Oh, and patients will die on you, no matter who you are or what initials are after your name. Despite all our advances, human mortality remains 100%.
janis9799
89 Posts
I just graduated nursing school and I used to think that basically a doctor tell the nurse what to do and they do it. But you will learn in your first semester of nursing school that this is UTTERLY FALSE!!! The first thing they teach you in pathopharm is that as the LAST line of defense when you give a med you are expected to know all about it and its interactions, side effects, allergies etc because there will come a time when you will have to alert a doc that the medicine may not be a good choice because of those issues, because docs make mistakes too. I also have learned in clinical that we alert the doc on whatever situation is going on with the patient and based on the info we give them they write orders. So I sorta look at it as if I am telling the doctor sort of what needs to be done. If you go into ICU the scope of nursing practice is alot broader. Anyway, based on what I thought when I started to now my opinion of just taking the doctors orders has changed. In nursing school the joke used to be whenever they taught us a new nursing responsibility,"What EXACTLY does the doctor do?" So being a doctor isn't the end all be all of healthcare. Just depends how close to the bedside you want to be.
HeartsOpenWide, RN
1 Article; 2,889 Posts
I am "going all the way" I plan on becoming a CNM. I would never even consider becoming a MD/ObGyn because I do not believe in their philosophy on birth for the most part (although I do believe they need to be around for those occasional actual complications, my dream job would be in New Zealand or the Netherlands were Midwives dominate the birthing field); I believe in the nurses philosophy of birth. If you want to become a doctor than become a doctor, you are going to be going to school a loooooooooooong time if you get your RN first and then go on to med school.
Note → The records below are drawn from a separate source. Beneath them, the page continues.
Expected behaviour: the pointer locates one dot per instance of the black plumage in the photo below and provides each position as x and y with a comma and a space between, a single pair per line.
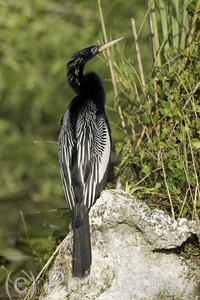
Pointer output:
84, 151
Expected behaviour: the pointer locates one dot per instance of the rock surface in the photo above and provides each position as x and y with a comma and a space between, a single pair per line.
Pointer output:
124, 234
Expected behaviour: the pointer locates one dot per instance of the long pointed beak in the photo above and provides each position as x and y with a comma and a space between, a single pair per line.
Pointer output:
105, 46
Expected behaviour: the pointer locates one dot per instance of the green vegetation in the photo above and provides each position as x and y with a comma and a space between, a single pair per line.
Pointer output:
160, 152
155, 117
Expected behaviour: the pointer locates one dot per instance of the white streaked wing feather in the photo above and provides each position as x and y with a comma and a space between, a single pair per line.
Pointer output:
66, 144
You might offended some people here by referring to "going all the way" as medical school...nursing is nursing and doctoring is doctoring, not one is better than the other or more "all the way" than another...IMO
SunnyAndrsn
561 Posts
Yeah, like someone else said, duck and run...
I AM insulted by your comment of "going all the way". Nursing is my career choice, not medicine. These are complementary disciplines, nurses do not just do what doctors tell them to do. Once you get into school you'll see that this is not true, and how often nurses are called upon to alert MD's to the patient's condition.
I work in a long term care/sub acute facility right now, and in just 6 months, I have been told multiple times that "If it wasn't for that nurse who kept bugging the doctor about me I wouldn't be here..."
Nurses are working hard to change your perspective. Stop watching the medical shows and talk to real nurses about what they do.
There are a select few MD's who I do not enjoy working with, but and large the MDs we work with are wonderful.
TheCommuter, BSN, RN
102 Articles; 27,612 Posts
The nursing model is an entirely separate entity from the medical model. Both models are wondrous, but they are still different. A nurse should never be regarded as a 'medical school failure', because most of us had never once aspired to become physicians. Likewise, a physician should never be considered a 'nursing success.'
A person goes "all the way" in nursing education by earning either a Ph.d in nursing or a DNP degree (doctor of nursing practice).
A person goes "all the way" in medicine by earning a D.O. or M.D. degree, and completing a residency in a challenging specialty.